Yu Zhenhe berjalan dengan hati-hati, takut menginjaknya tanpa sengaja.
"Ayam kecil, keluar cepat," dia memanggil dengan suara lembut.
Ayam itu biasanya sangat pintar, tidak akan pergi ke sudut-sudut tersembunyi, tapi kali ini benar-benar tidak bisa ditemukan.

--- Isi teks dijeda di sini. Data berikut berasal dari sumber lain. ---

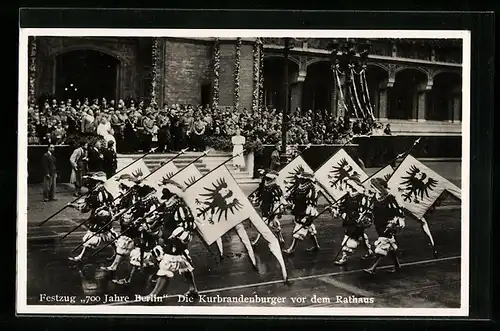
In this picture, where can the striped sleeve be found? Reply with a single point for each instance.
(312, 197)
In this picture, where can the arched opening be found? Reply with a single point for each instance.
(86, 74)
(445, 98)
(274, 88)
(318, 87)
(376, 78)
(403, 96)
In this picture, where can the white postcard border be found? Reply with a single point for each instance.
(22, 193)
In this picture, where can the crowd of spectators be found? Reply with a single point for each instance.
(136, 127)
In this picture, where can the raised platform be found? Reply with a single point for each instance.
(204, 165)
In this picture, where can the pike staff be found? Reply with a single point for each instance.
(123, 194)
(60, 210)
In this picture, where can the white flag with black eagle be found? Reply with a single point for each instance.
(187, 176)
(219, 202)
(385, 173)
(156, 179)
(333, 173)
(418, 187)
(135, 172)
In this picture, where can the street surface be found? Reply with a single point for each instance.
(423, 282)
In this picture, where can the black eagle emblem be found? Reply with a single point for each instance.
(386, 177)
(416, 184)
(166, 179)
(190, 181)
(340, 171)
(291, 180)
(137, 173)
(220, 202)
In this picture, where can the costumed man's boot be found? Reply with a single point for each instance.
(343, 259)
(395, 260)
(316, 244)
(79, 257)
(128, 280)
(292, 247)
(366, 243)
(256, 240)
(193, 291)
(372, 269)
(116, 262)
(161, 283)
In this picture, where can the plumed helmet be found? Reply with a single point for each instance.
(127, 180)
(272, 175)
(143, 190)
(171, 187)
(355, 183)
(307, 176)
(381, 185)
(99, 176)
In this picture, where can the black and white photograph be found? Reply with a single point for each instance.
(243, 172)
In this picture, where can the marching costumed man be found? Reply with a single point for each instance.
(354, 208)
(134, 240)
(99, 203)
(388, 218)
(304, 198)
(128, 191)
(177, 231)
(269, 197)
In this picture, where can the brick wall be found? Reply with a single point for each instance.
(246, 76)
(226, 76)
(188, 65)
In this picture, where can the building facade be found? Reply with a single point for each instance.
(416, 85)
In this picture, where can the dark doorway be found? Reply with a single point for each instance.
(86, 74)
(318, 87)
(206, 94)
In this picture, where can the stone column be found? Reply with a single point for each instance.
(383, 98)
(341, 100)
(457, 108)
(32, 69)
(296, 87)
(296, 96)
(420, 112)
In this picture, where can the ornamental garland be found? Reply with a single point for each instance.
(216, 70)
(32, 70)
(255, 80)
(237, 65)
(261, 74)
(156, 68)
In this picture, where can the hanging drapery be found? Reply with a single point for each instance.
(216, 71)
(32, 70)
(155, 70)
(255, 76)
(237, 65)
(342, 99)
(364, 84)
(261, 74)
(355, 91)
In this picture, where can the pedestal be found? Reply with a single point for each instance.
(249, 161)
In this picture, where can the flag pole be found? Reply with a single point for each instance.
(111, 242)
(123, 194)
(66, 206)
(404, 154)
(296, 156)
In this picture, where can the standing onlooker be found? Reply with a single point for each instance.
(110, 161)
(78, 162)
(275, 158)
(239, 159)
(50, 171)
(96, 158)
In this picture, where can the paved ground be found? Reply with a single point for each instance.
(422, 283)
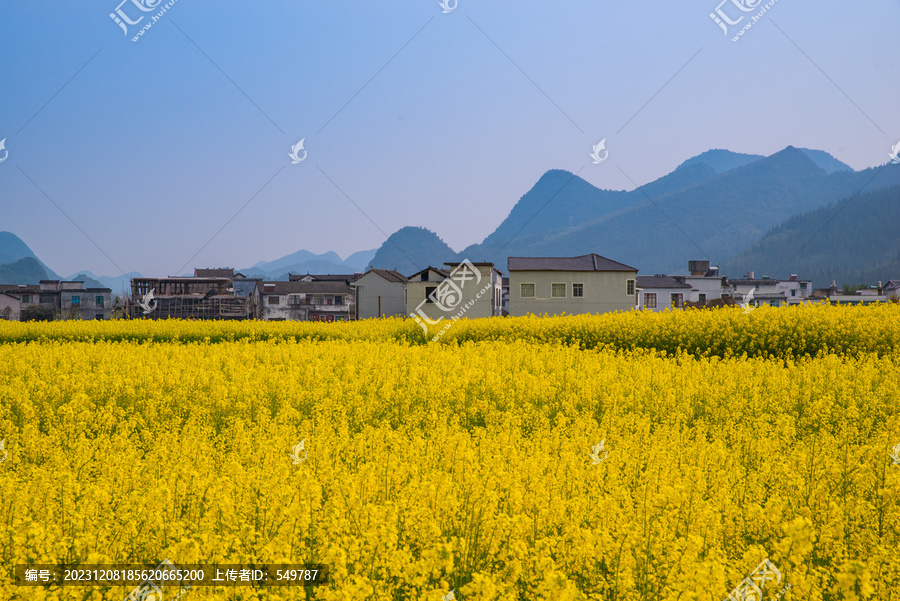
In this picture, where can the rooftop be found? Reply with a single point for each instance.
(591, 262)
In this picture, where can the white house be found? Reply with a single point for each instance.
(661, 292)
(380, 293)
(570, 285)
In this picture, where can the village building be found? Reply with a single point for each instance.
(307, 301)
(571, 285)
(660, 292)
(380, 293)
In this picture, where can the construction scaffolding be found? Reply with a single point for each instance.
(186, 298)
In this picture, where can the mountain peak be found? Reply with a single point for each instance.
(721, 160)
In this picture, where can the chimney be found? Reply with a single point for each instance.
(698, 267)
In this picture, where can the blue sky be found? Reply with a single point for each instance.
(172, 152)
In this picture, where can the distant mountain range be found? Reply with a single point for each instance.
(740, 211)
(19, 265)
(713, 206)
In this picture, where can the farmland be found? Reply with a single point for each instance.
(466, 464)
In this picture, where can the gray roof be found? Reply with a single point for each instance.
(440, 270)
(306, 288)
(660, 281)
(219, 272)
(591, 262)
(390, 275)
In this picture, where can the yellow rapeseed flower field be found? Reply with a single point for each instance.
(470, 465)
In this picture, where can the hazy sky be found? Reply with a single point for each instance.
(157, 148)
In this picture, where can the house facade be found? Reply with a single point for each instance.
(307, 301)
(571, 285)
(380, 293)
(772, 292)
(10, 306)
(186, 297)
(60, 299)
(661, 292)
(462, 289)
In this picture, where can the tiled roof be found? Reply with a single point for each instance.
(214, 273)
(591, 262)
(389, 274)
(306, 288)
(441, 271)
(659, 281)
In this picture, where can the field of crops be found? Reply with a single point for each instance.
(466, 464)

Setelah mencari berkeliling dan lelah, dia duduk di ranjang, mengambil ponsel, melihat di layar ponsel tiba-tiba muncul seekor ayam kecil berwarna kuning muda...
Ya Tuhan!
Bagaimana bisa, lari ke mana!
Nezha masih memikirkan peri kecil itu, apa itu pesta kelulusan, apakah dia harus mengadakan pesta?
Tiba-tiba!
Seekor ayam jatuh dari langit, langsung menghantam kepalanya.
"Siapa!"
Nezha menangkap leher ayam dengan satu tangan, ternyata itu memang peliharaan peri kecil itu, seekor ayam biasa saja.

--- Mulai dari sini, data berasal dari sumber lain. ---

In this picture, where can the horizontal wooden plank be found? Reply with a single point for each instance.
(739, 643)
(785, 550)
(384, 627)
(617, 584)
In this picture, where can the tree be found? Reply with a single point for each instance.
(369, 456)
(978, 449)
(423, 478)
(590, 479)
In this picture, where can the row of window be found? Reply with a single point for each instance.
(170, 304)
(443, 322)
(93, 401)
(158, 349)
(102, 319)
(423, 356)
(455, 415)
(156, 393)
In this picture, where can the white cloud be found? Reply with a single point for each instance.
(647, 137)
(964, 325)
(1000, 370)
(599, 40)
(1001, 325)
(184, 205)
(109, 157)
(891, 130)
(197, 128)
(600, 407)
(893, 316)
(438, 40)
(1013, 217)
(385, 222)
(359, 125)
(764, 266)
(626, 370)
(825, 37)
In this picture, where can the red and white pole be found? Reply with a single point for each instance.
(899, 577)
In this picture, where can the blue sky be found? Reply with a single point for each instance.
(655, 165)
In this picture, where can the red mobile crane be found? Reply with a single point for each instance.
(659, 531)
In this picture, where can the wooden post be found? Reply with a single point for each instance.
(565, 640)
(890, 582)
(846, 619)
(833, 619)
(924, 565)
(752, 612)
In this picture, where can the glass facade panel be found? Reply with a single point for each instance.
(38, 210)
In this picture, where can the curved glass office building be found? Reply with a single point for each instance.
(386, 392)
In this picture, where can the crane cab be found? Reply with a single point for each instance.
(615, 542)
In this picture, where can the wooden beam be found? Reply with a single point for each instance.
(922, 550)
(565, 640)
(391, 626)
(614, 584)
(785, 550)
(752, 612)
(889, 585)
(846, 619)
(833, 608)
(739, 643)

Sebelumnya dia kira itu makhluk dewa dengan kekuatan ilahi, ternyata tidak.
Dia memang selalu menyukai makhluk kecil yang lemah.

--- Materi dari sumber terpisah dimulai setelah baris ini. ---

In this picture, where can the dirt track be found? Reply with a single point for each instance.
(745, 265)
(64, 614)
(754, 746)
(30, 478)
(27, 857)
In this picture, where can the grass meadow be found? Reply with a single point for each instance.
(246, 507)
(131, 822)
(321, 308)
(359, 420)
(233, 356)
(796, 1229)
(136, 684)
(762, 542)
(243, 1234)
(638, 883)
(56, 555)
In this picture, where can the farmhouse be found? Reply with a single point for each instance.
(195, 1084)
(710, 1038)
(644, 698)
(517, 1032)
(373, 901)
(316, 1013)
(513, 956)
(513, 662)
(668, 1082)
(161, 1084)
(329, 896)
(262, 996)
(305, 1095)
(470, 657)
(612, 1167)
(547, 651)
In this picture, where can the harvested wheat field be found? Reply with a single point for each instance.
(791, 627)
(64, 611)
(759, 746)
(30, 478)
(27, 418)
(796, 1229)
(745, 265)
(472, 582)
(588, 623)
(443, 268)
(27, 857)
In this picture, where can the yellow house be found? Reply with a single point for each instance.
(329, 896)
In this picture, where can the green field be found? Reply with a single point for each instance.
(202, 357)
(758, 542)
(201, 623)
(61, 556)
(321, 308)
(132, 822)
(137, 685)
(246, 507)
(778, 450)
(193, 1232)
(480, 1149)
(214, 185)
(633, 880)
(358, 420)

Nezha melepaskan tangannya, ayam itu jatuh dari udara, mendarat di lantai, mengepakkan sayap, lalu melompat ke betis Nezha, mencakar, "Ci-ci!"
"Ingin pulang?" Nezha menangkapnya dan meletakkannya di meja, menatap dingin.
Ayam itu dengan mata kecilnya juga menatapnya.
"Berangan-angan saja!"
Ayam itu mematuk lagi, Nezha menahan sampai batas kesabaran, memegang sayapnya dan memasukkannya ke dalam selimut, dia tiba-tiba membeku, ayam ini sudah datang, apakah peri kecil itu...
apakah dia juga bisa muncul?
Yu Zhenhe tidak tahu bagaimana ayam itu masuk, hanya melihat ayam itu menyentuh ponsel lalu menghilang, apakah dia masih bisa menggunakan ponsel setelah ini?
Dia menjauh dari ponsel, mengulurkan satu jari, menyipitkan mata, perlahan menyentuh layar.
Saat hampir menyentuh, dia mundur dengan cepat, bernafas dalam-dalam, kalau sampai benar-benar masuk, bagaimana?
Dia tidak punya kekuatan sihir, begitu banyak iblis, jika masuk ke dalam benar-benar berbahaya.
Dia menghela napas panjang, mungkin ayam itu masuk hanya kebetulan.
Tapi jika tidak?
Dia mengambil sebuah pena dan melemparkannya.
Pulpen itu memantul di layar ponsel, lalu jatuh dengan stabil.
Tidak menembus layar, dia bernapas lega.
Sekali lagi mengulurkan jari, dengan lembut menyentuh layar ponsel.